I search “channel GDDR3” on google, then it appears in the SPEC of ATI product, in the white paper of Radeon X1800,

http://ati.amd.com/products/radeonx1k/whit…_Whitepaper.pdf, it shows

(1) The Radeon X1800 Memory Controller takes advantage of this fact by dividing its 256-bit memory interface into eight 32-bit channels, see figure 1

A key issue with moving to a wider memory interface relates to the concept of granularity. For maximum efficiency,

every wire in the interface should ideally be carrying data every clock cycle. for example,

if a request for 32 bits of data was made on a 256-bit interface, it could mean that most of the wires would not be carrying any data

when the request was fulfilled.

GPUs typically address this granularity issue by dividing their memory interfaces into multiple channels.

Each channel can serve one read or write request at a time, so an interface with multiple channels can serve multiple requests simultaneously.

(2) Ring Bus architecture of Radeon X1800, see figure 2

figure 1,

figure 2,

also from http://pc.watch.impress.co.jp/docs/2008/0617/kaigai446.htm by Hiroshige Goto (the link is provided by @Sylvain Collange),

an overview of GT200 is shown in figure 3, it shows that GT200 has 8 channels, 64-bit interface per channel and use 32-bit memory device,

for example, TeslaC1060 use 32 32Mx32 GDDR3 SDRAM.

figure 3,

Conclusion:

when one wants to improve performance of a memory-bound problem, like matrix transpose we have discussed in the thread 

http://forums.nvidia.com/index.php?showtopic=106924 , the partition camping needs to be solved first (or concurrent accesses to global memory by all

active warps should be divided evenly amongst partitions (channels) ) since if all SMs access the same channel, then effective interface is 64-bit, not 512-bit,

then effective bandwidth is only 1/8 of maximum bandwidth, this is independent of how many cores you are using.
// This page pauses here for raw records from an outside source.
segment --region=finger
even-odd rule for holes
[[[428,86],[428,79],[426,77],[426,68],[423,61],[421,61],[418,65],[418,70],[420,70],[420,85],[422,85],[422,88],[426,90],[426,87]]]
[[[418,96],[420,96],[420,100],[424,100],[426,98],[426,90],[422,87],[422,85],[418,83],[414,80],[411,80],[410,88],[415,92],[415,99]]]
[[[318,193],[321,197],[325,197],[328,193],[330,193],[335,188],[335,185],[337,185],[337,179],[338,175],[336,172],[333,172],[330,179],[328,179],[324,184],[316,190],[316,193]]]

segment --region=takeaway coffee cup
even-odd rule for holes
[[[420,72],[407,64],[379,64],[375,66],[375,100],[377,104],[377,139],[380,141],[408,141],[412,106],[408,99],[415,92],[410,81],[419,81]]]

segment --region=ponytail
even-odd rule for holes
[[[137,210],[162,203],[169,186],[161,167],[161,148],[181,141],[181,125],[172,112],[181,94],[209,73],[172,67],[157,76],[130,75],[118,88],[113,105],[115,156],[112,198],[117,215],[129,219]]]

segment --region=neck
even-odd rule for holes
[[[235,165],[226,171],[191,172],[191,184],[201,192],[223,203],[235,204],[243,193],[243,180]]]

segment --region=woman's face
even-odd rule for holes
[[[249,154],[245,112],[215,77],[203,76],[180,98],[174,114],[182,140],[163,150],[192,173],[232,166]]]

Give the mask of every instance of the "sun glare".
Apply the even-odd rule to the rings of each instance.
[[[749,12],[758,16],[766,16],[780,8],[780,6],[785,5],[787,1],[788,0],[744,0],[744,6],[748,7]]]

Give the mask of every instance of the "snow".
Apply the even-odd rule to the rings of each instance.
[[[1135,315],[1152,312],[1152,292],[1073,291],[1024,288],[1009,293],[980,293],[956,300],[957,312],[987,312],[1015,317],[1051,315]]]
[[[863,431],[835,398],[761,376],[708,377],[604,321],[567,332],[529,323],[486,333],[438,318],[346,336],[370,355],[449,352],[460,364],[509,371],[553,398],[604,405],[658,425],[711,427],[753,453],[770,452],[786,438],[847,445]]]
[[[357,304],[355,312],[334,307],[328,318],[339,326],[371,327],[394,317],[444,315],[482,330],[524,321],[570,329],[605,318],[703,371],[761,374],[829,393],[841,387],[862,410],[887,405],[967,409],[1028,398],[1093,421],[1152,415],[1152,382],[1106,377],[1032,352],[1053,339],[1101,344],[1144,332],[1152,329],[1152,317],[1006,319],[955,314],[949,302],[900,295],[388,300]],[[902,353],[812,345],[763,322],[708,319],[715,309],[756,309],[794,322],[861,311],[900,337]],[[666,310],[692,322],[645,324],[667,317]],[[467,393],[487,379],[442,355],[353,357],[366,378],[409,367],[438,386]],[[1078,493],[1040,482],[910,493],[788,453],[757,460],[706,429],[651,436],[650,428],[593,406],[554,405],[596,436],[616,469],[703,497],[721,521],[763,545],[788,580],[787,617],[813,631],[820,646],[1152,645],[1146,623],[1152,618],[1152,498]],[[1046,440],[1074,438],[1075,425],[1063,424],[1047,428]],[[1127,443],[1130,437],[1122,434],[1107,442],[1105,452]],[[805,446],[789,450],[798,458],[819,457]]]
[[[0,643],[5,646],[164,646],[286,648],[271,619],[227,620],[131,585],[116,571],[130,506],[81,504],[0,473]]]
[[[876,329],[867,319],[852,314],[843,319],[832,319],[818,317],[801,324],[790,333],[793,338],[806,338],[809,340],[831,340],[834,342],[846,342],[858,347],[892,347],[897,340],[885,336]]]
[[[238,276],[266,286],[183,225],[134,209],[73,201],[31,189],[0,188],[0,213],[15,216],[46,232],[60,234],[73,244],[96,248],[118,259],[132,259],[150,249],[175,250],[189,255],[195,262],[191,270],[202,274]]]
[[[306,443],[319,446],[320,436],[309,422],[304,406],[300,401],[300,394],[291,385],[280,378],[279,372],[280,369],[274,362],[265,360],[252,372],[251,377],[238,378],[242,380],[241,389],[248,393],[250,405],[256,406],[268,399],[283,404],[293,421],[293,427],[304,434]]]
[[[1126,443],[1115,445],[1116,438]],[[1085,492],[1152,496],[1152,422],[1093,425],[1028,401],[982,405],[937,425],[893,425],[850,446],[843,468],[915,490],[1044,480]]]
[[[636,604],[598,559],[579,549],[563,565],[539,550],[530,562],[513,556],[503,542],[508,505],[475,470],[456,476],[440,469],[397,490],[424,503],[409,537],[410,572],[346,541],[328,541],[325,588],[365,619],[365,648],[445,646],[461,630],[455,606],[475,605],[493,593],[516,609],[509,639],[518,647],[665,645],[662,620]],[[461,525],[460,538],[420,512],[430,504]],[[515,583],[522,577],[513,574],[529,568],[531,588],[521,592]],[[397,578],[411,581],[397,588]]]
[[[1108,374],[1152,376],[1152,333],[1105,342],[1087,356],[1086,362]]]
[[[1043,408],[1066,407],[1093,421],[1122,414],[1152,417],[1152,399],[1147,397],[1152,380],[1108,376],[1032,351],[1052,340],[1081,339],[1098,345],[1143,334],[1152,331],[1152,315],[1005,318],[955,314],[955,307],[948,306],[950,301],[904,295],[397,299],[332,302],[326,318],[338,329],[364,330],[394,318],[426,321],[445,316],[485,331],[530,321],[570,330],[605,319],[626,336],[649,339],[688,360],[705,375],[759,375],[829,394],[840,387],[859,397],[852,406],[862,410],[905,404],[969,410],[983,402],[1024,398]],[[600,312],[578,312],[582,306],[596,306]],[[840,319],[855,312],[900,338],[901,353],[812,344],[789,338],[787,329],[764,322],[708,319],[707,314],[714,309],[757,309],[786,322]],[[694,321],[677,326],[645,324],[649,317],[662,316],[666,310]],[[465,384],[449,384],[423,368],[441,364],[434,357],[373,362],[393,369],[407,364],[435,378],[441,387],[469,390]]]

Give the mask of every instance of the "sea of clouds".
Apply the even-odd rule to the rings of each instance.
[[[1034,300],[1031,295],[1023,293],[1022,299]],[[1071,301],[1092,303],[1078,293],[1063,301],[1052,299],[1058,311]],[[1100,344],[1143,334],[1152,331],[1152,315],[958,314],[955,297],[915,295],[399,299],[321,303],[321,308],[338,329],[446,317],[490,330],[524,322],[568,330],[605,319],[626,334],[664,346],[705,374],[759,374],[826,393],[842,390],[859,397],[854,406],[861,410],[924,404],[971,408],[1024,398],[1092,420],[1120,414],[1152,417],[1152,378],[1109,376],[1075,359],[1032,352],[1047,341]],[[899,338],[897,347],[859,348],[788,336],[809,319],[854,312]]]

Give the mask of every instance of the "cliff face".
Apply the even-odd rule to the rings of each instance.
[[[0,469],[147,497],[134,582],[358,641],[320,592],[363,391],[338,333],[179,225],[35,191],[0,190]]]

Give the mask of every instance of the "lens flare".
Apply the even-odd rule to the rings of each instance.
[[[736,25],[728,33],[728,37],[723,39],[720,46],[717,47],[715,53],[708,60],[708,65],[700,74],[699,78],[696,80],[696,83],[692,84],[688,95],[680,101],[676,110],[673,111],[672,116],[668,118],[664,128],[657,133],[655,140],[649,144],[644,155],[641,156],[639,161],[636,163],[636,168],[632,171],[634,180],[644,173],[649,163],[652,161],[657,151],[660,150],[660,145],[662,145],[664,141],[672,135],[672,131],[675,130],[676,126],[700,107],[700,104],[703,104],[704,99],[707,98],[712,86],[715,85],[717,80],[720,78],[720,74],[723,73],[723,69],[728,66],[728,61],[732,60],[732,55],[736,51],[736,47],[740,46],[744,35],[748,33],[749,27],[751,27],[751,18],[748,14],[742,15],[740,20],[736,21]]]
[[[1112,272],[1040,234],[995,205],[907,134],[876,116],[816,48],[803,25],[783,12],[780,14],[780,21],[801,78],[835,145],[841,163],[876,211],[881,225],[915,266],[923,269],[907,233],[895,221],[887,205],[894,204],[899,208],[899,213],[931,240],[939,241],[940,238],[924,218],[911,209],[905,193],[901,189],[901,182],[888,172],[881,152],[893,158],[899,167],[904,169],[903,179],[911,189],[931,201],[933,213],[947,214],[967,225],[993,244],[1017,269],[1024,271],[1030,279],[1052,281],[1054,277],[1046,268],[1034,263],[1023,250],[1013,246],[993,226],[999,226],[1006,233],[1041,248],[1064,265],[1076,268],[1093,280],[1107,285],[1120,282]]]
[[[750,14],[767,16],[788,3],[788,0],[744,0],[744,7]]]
Of course, “each channel can only access 64-bit interface” means that my Gatt chart in the thread

http://forums.nvidia.com/index.php?showtop…rt=#entry601970

is wrong.

Moreover if latency is 500 cycles and "read cycle of DRAM" is only 110 cycles, then fixed cost of access DRAM is about 400 cycles

(fixed cost = Virtual address calculation + On-chip crossbar interconnect traversal + Virtual to physical address translation + Physical to raw address translation

  • Physical to raw address translation). This means that if one wants to draw Gatt chart, then he can ignore variation due to bank-conflict, or different rows of the same bank, … etc.